Citation: (2005) Arp2/3: Structural Insights into a Primary Engine of Cell Motility. PLoS Biol 3(11): e411. doi:10.1371/journal.pbio.0030411
Published: November 8, 2005
Copyright: © 2005 Public Library of Science. This is an open-access article distributed under the terms of the Creative Commons Attribution License, which permits unrestricted use, distribution, and reproduction in any medium, provided the original author and source are credited.
The capacity for directed motion arises from core cellular processes shared by organisms from protozoa to primates, indicating an ancient origin over a billion years ago. Amoeba foraging for food, pathogenic microbes invading host tissue, host immune cells ingesting those pathogens—all depend on the same core motility components. Actin, the most abundant protein in eukaryotic cells (cells with nuclei), lies at the heart of the motility machinery. Individual actin proteins assemble into polymers and organize into long filaments that form intricate networks under the direction of a seven-subunit protein complex called the actin-related protein (Arp) 2/3 complex. As actin polymerization occurs, newly formed daughter filaments grow out at an angle from mother filaments, much like branches sprout from a tree trunk. The place where daughter filaments bud from a mother filament (branching nucleation) is called the branch junction.
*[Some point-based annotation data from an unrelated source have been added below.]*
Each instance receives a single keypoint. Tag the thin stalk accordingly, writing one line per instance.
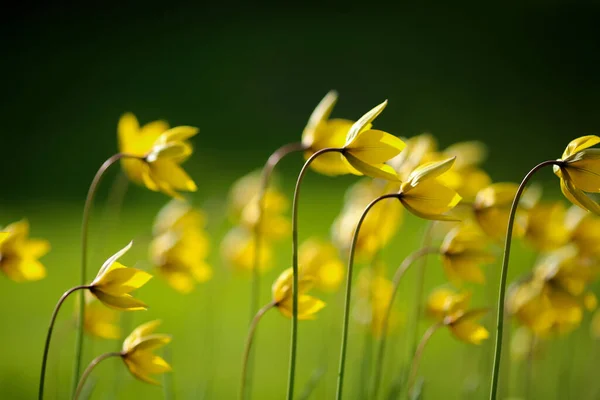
(503, 276)
(49, 336)
(87, 209)
(249, 340)
(294, 335)
(265, 178)
(89, 370)
(419, 354)
(344, 345)
(406, 263)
Branch formation requires Arp2/3 activation, which occurs when the Arp2/3 complex binds to nucleation promoting factors (which includes a family of proteins called WASp), molecules of adenosine triphosphate (ATP)—a molecule that fuels most energy-requiring processes—and already-existing mother filaments. The details of branch junction formation have remained obscure, though nucleation models have proposed that Arp2 and Arp3 assemble around the mother filament and form a template for actin subunits to nucleate from. While the atomic structure of the inactive Arp2/3 complex (previously determined) shows that the two actin-related proteins resemble actin enough to form a template for nucleation, the spatial relationship between the proteins in the inactive complex does not match that in actin filaments.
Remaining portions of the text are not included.